Overview
- Owner: Southern Pacific Railroad
- Locale: Southern California
- Termini: Pacific Electric Building, Downtown Los Angeles; Sierra Vista, El Sereno, Eastside Los Angeles;

Service
- Type: Streetcar
- System: Pacific Electric
- Operator(s): Pacific Electric

History
- Opened: May 6, 1895; 130 years ago
- Closed: September 30, 1951; 73 years ago

Technical
- Line length: 7.65 mi (12.31 km)
- Track gauge: 1,435 mm (4 ft 8+1⁄2 in) standard gauge
- Electrification: Overhead line, 600 V DC

= Sierra Vista Line =

Pacific Electric streetcar line (1895–1951)

The Sierra Vista Line was a streetcar route mostly operated by the Pacific Electric Railway. It ran from 1895 to 1951 as the short turn making local stops along the Pasadena Short Line on the outside tracks of the Northern Division quadruple-track system.

==Route==
The line ran from Downtown Los Angeles to the Sierra Vista Junction, at the corner of Huntington Drive and Main Street in the El Sereno community of Eastside Los Angeles.

==History==
The route began as a horsecar line. In 1894, the Pasadena & Los Angeles Electric Railway purchased, re-gauged, electrified, and double-tracked a section of the line for streetcar use. Service began on May 6, 1895. Pacific Electric acquired the route in 1898, and the line was again rebuilt to standard gauge. Upon opening on November 11, 1902, service ran between the Raymond Hotel and the junction with the Alhambra Line. Negotiations to cross the existing roads — the Santa Fe Railway, Terminal Railway, and California Cycleway — led Pacific Electric to build a bridge over the right of ways shortly after their service commenced. In 1908, double tracking was completed throughout.

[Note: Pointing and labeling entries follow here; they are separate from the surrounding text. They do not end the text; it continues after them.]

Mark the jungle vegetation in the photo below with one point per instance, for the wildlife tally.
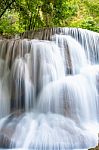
(18, 16)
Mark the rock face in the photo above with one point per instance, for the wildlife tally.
(49, 92)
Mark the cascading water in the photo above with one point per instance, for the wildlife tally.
(49, 91)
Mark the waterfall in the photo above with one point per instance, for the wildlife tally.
(49, 90)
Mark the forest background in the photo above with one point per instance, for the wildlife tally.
(17, 16)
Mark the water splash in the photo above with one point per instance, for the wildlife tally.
(49, 91)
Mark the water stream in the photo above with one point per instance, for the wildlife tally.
(49, 91)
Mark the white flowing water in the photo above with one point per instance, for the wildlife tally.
(49, 92)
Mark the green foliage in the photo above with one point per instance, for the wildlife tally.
(20, 15)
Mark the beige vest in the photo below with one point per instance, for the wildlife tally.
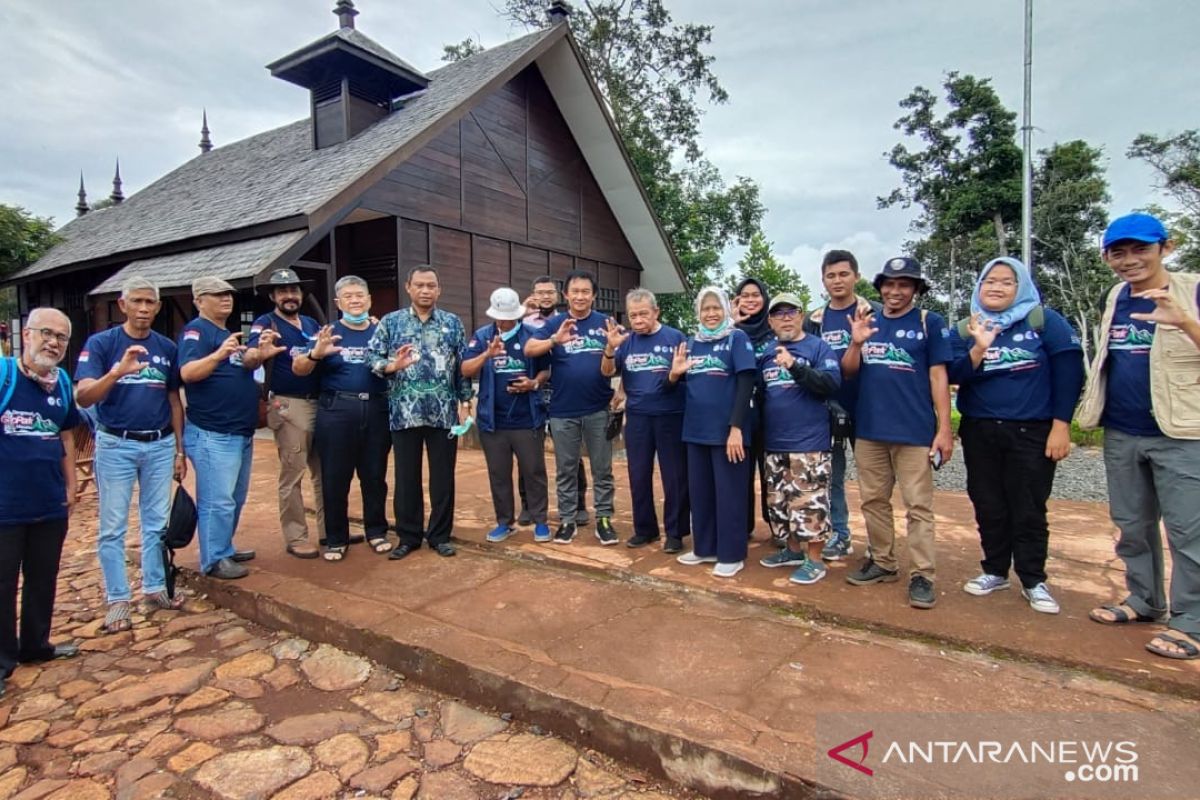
(1174, 368)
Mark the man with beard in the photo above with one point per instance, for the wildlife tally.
(292, 409)
(37, 487)
(653, 419)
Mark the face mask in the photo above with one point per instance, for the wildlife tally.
(460, 429)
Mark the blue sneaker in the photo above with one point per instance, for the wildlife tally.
(499, 534)
(809, 572)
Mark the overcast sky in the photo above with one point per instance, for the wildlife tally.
(814, 89)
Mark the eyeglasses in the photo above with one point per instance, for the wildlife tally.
(48, 334)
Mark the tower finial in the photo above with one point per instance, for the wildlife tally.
(118, 196)
(82, 205)
(346, 13)
(205, 142)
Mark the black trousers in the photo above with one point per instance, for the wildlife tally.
(1009, 481)
(31, 552)
(409, 500)
(352, 438)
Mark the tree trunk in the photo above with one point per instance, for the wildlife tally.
(997, 220)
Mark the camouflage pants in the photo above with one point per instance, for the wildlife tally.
(798, 495)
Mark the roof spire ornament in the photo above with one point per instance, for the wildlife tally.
(346, 13)
(205, 142)
(118, 196)
(82, 205)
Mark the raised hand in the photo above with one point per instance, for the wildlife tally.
(616, 334)
(327, 343)
(862, 326)
(984, 331)
(130, 362)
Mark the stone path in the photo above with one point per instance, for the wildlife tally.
(201, 704)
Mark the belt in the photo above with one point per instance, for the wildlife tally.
(136, 435)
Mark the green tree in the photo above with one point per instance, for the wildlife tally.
(759, 262)
(1177, 162)
(1071, 194)
(655, 77)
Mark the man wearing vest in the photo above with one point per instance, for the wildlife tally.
(131, 374)
(1144, 389)
(37, 487)
(292, 409)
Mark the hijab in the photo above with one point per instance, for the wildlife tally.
(756, 325)
(1023, 304)
(725, 328)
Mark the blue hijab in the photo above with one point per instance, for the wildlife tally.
(1023, 304)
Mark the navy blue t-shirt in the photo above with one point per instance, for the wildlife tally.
(298, 341)
(33, 486)
(895, 402)
(137, 402)
(795, 420)
(645, 364)
(713, 386)
(577, 386)
(226, 401)
(835, 332)
(349, 371)
(1014, 379)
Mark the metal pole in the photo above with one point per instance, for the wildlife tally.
(1027, 144)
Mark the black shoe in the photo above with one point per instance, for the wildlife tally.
(401, 552)
(871, 572)
(227, 570)
(605, 533)
(564, 534)
(921, 593)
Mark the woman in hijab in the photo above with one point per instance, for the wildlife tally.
(750, 302)
(1019, 368)
(719, 366)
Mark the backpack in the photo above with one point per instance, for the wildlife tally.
(9, 372)
(1037, 320)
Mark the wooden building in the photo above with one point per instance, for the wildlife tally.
(495, 169)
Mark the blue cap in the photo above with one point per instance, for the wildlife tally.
(1139, 227)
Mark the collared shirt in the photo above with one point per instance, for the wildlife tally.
(426, 394)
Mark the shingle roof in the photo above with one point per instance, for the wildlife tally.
(270, 175)
(241, 259)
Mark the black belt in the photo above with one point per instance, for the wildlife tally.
(360, 396)
(136, 435)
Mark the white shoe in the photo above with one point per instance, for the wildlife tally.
(727, 570)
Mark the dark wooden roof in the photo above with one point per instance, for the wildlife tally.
(271, 178)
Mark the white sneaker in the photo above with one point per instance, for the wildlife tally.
(1041, 600)
(985, 584)
(727, 570)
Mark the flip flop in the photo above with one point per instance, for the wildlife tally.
(1182, 641)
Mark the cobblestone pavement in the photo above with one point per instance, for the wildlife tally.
(199, 704)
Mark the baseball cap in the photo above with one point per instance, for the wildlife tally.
(209, 284)
(1138, 227)
(505, 305)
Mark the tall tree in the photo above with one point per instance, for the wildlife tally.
(655, 77)
(760, 262)
(1177, 162)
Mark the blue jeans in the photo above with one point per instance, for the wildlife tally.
(121, 463)
(221, 462)
(839, 511)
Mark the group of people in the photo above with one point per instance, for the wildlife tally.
(761, 386)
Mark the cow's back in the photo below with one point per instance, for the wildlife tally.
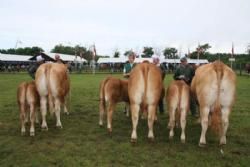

Between 1912 and 1914, the inbound terminus was moved to Ceres and Central in the rear of Southern Pacific's Arcade Depot. Starting August 1915, local services on the line were assumed by interurban runs. Independent service was reestablished in December 1916, instead terminating at the elevated concourse at the Pacific Electric Building. Alhambra–San Gabriel Line cars absorbed local services again between November 1918 and February 1920. The Sierra Vista Line operated exclusively in Pacific Electric's Northern District until 1938. Beginning March 20 of that year, the service was multiplexed with the Southern District Watts Line. The Aliso Street bridge opened in 1943, eliminating grade crossings with the Union Pacific and Santa Fe Railroad. From 1943 to 1948, local service was extended over the Short Line past Sierra Vista as far as Pasadena. Passenger volumes during World War II additionally necessitated cars terminating downtown to run via a loop on San Pedro, 6th, and Main streets.

Through-routing with the Watts Line virtually ended on October 22, 1950, with the franchise run discontinued on December 28. Service ended on September 30, 1951.